You are more than a diploma

Have you ever watched the TED Talk Do schools kill creativity? by Sir Ken Robinson? In this entertaining lecture – one of the most popular TED Talks of all time – Robinson filleted the contemporary education system with a large and vicious sense of humor. His thesis is that once children end up in school, only their heads are addressed – and then only one part of the brain – as if the only and highest goal for children is to become all professors.

With this, we ignore a large part of the inexhaustible, versatile potential of people. Creativity is rather polished at school rather than refined. As children stay longer at school, creativity has to give way to a limited arsenal of predominantly cognitive skills that ultimately lead to a diploma in a tight straitjacket of tests and performance scores. But it is precisely the open-minded creativity of children that enables them to approach the world openly and solution-oriented. We certainly need this creativity in this time, now that the future is confronting us with ever-increasing and more complicated uncertainties. This does not call for diplomas but for people who dare to think and work flexibly and unorthodox.
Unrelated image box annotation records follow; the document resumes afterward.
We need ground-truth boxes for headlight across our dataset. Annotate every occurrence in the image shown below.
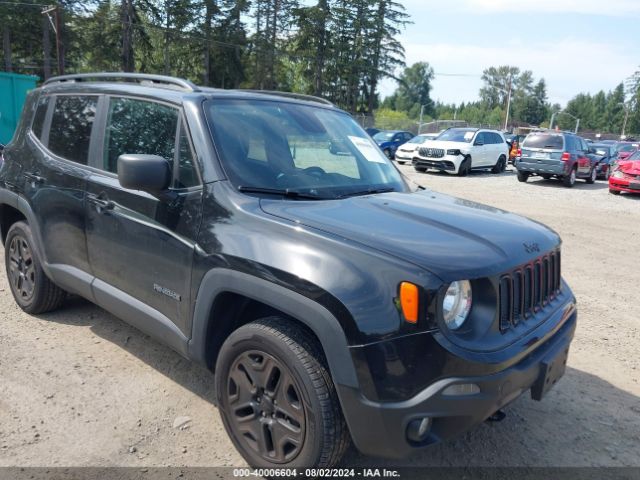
[442,280,471,330]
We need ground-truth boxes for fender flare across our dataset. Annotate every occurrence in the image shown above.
[189,268,359,388]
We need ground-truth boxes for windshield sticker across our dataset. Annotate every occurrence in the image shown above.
[349,136,387,163]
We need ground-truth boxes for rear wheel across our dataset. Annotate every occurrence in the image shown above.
[562,168,576,188]
[4,222,67,314]
[215,317,350,468]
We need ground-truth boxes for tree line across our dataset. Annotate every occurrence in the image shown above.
[0,0,408,113]
[378,62,640,135]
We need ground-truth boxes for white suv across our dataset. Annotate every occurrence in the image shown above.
[412,128,509,176]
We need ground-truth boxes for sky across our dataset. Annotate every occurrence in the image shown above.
[380,0,640,106]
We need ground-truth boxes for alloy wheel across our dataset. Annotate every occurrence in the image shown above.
[9,235,36,301]
[226,350,306,463]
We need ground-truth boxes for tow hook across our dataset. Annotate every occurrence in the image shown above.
[486,410,507,423]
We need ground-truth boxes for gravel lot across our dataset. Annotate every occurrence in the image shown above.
[0,167,640,467]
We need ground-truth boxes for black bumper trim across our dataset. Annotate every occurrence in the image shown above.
[338,309,577,458]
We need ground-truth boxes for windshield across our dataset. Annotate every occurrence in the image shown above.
[522,133,564,150]
[627,150,640,160]
[373,132,396,142]
[436,128,476,143]
[616,143,638,153]
[205,99,408,199]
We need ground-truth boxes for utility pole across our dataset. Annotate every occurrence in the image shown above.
[42,5,64,75]
[504,74,513,131]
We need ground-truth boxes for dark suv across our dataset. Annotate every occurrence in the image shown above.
[0,74,577,467]
[514,130,598,187]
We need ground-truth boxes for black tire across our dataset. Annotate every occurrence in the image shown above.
[491,155,507,173]
[458,157,471,177]
[215,317,351,468]
[562,168,576,188]
[4,222,67,314]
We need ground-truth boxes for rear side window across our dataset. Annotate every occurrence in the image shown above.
[103,98,178,173]
[522,133,564,150]
[48,95,98,165]
[31,96,49,140]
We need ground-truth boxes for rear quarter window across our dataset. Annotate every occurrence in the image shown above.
[48,95,98,165]
[522,133,564,150]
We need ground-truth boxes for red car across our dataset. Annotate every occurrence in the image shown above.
[609,150,640,195]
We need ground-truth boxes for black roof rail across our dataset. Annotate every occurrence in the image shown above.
[43,72,200,92]
[240,89,335,107]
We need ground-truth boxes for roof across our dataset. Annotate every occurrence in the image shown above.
[41,72,337,109]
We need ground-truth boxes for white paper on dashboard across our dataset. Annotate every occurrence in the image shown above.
[349,136,387,163]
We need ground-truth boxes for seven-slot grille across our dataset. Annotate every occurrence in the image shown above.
[418,147,444,158]
[498,250,562,331]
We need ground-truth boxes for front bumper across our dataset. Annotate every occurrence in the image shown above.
[338,302,577,458]
[609,177,640,193]
[412,155,463,173]
[514,157,569,176]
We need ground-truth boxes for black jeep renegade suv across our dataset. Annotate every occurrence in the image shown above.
[0,74,577,467]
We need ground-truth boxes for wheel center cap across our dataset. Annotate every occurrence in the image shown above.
[260,395,275,415]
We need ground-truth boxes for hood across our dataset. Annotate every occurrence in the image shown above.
[618,160,640,175]
[421,140,472,150]
[260,191,560,282]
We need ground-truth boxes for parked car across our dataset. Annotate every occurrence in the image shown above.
[616,142,640,160]
[373,130,414,158]
[588,143,616,180]
[515,130,598,187]
[413,128,509,176]
[0,74,577,468]
[395,133,437,165]
[609,150,640,195]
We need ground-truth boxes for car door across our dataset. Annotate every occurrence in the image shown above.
[471,132,488,167]
[21,94,99,296]
[86,96,202,336]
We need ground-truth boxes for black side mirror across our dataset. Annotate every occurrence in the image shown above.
[118,154,171,192]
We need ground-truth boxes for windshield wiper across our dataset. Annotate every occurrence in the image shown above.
[238,186,326,200]
[336,187,395,198]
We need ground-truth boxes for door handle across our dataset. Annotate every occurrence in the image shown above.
[23,172,44,185]
[87,195,115,212]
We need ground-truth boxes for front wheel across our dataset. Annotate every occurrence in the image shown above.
[4,222,67,314]
[215,317,350,468]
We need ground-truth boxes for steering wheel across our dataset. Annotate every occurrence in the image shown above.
[302,166,327,178]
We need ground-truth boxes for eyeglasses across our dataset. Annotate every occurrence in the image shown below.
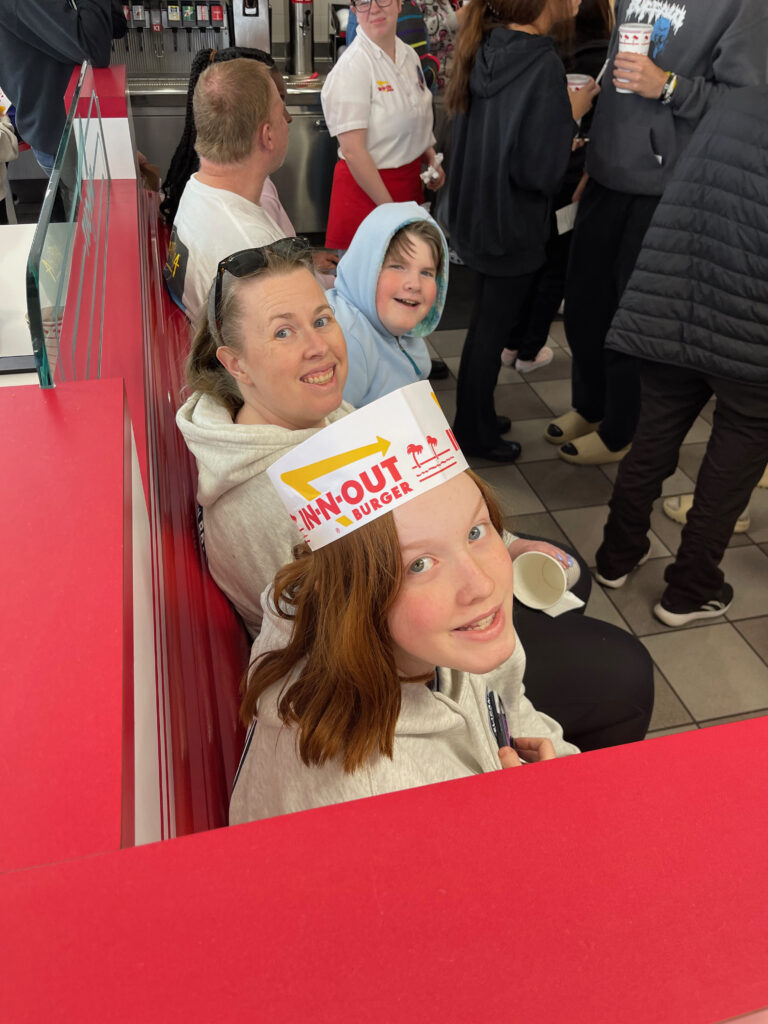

Our education trains according to a pattern that was meaningful in a very different time than we are living in now. Not only does the current time require different skills, but also the ability to flexibly apply and adapt these skills.

A ‘diploma’ says little in such a context. It is no more than a frozen snapshot of your development, in which you have also been tested on a limited range of skills. In addition – and that is precisiley the beauty of this time – there are countless resources available today to tackle that education (and employers!) are ‘flip thinking’. And I do not mean that every child should be taught on an iPad, or that we are there when they can all program.

What matters here is that there is a huge reservoir of knowledge and skills available to everyone that is still insufficiently tapped and made accessible. We have all become our own node in a large network of knowledge and relationships. Why don’t we use that reservoir in a much smarter way and work on this ‘flip thinking’  in this network and make all recognition visible and actionable?

Make Visible

With the MIRVA initiative the Open Recognition Alliance (ORA) is untapping their great reservoir of knowledge and skills to make informal recognition visible. This through the exploitation of Open Endorsements, the new feature now available thanks to the 2.0 Open Badge Specification. And with this it creates a new way to work, instead of only formal education being the gatekeeper to employment.

Make Actionable

Another MIRVA partner, Open Knowledge Belgium started to make informal recognition actionable by working on a proof of concept for Open Endorsements, called bSkilled.

With bSkilled you can get acknowledged for your skills by letting your connections endorse and verify your qualities with Open Badges in an easy, reliable and standardised way.

Greater agency in recognition

Through the Exe-Leren Foundation, Gear Up joined this open source project to bridge the gap between informal and formal recognition of learning and achievements in the region of Breda, the Netherlands. By utilising bSkilled, individuals in the ComPas project will have greater agency in the process of recognition.

This Competence Passport enables people with a distance to the labor market (young, old, migrants etc.) to recognise the other, informal paths that they have followed or are going to follow on their way to work. ComPas starts with enabling the recognition of transversal skills and aligns with the new European ESCO framework.

Users can claim their skills they have developed at a participating organisation and have it endorsed. Users can share their profile with employers in the ComPas WorkFit Passport.

In this way employers can make a better match with a candidate, not only using a diploma as the way to work. Around 18 organisations in the social domain cooperate in ComPas with the municipality of Breda and employers. And by doing this we work on a regional network of informal recognition of skills. And at the same time empower the users in taking the leadership role in the recognition process.

MIRVA gives Gear Up a great opportunity to simultaneously work on this regional recognition hub and also utilise the untapped ORA reservoir and make that available for all (regional and national) stakeholders. With bSkilled and ComPas MIRVA is intertwining the dissemination and use of the project’s results. At the ePIC in Paris during the Open Recognition week Gear Up will be sharing the preliminary results of ComPas.